Perryman v. StateAnnotate this Case
244 Ga. 720 (1979)
261 S.E.2d 588
PERRYMAN v. THE STATE.
Supreme Court of Georgia.
Submitted September 14, 1979.
Decided October 23, 1979.
Rehearing Denied November 21, 1979.
Vernon S. Pitts, Jr., John Thomas Chason, for appellant.
Lewis R. Slaton, District Attorney, Joseph J. Drolet, Assistant District Attorney, Arthur K. Bolton, Attorney General, Mary Beth Westmoreland, Staff Assistant Attorney General, for appellee.
The appellant was convicted of murdering Dorothy Moore. He was sentenced to life imprisonment. This is his appeal.
The state's main witness was the victim's nine-year-old daughter, Chelsa Moore. Chelsa testified that, while she was in another room in the house, she had heard her mother and the appellant arguing. The appellant told her mother that if she set one foot on the steps, he would shoot her. They then called Chelsa to go downstairs to get them cigarettes. After she had gotten the cigarettes, she saw the appellant shoot her mother as she was about to set foot on to the top step.
The appellant then came down the stairs. He said that he did not mean to do it and that the victim would be all right. He kissed her on the forehead and went for an ambulance, although he did not return.
At trial, the appellant, in contradiction to the testimony of Chelsa Moore, testified that he shot the victim as he was trying to put his leg brace in a closet. He testified that he slipped and that the gun went off accidentally.
1. We find that a reasonable jury was authorized in believing the testimony of Chelsa Moore, rather than the appellant's testimony, and in convicting the appellant of murder. See Jackson v. Virginia, ___ U. S. ___ (99 SC 2781, 61 LE2d 560) (1979). The jury was clearly authorized in finding that the appellant's shooting of the deceased caused her death. See James v. State, 67 Ga. App. 300 (3) (20 SE2d 87) (1942). The trial judge was authorized in ruling that Chelsa Moore was qualified as a witness. See Code § 38-1607; Thurmond v. State, 220 Ga. 277 (3) (138 SE2d 372) (1964). This disposes of the appellant's first, third, and fourth enumerations of error.

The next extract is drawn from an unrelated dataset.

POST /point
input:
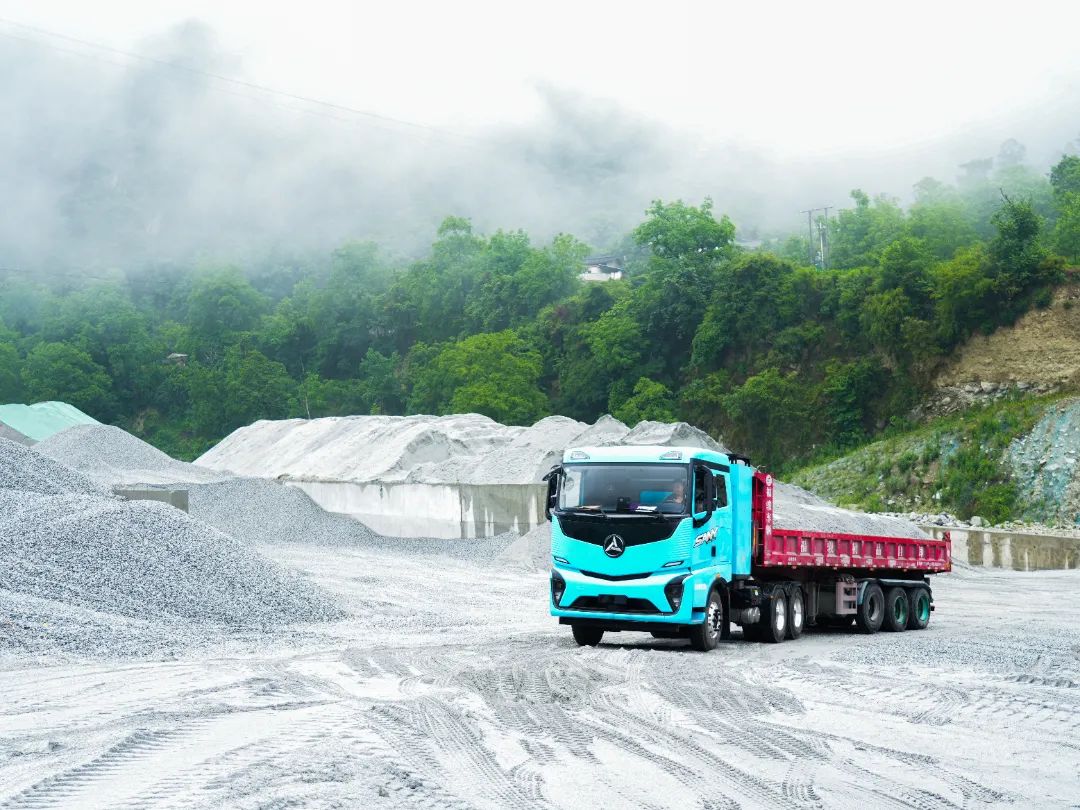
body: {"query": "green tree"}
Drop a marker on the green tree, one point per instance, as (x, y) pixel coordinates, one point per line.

2. In the second enumeration of error, the appellant argues that the trial judge erred in overruling his motion for mistrial, brought on the ground that the district attorney was engaging in a line of questioning a witness in such a manner as to penalize the appellant's post-trial silence in violation of Doyle v. Ohio, 426 U.S. 610 (96 SC *721 2240, 49 LE2d 91) (1976).
Our review of the transcript reveals that the complained-of testimony was elicited as much by defense counsel as by the district attorney. Therefore, if there was any error in admitting this testimony, it was induced error, which cannot be complained of on appeal. See Threlkeld v. State, 128 Ga. 660 (58 SE 49) (1907) and cits.
Judgment affirmed. All the Justices concur, except Hill, J., who concurs in the judgment only.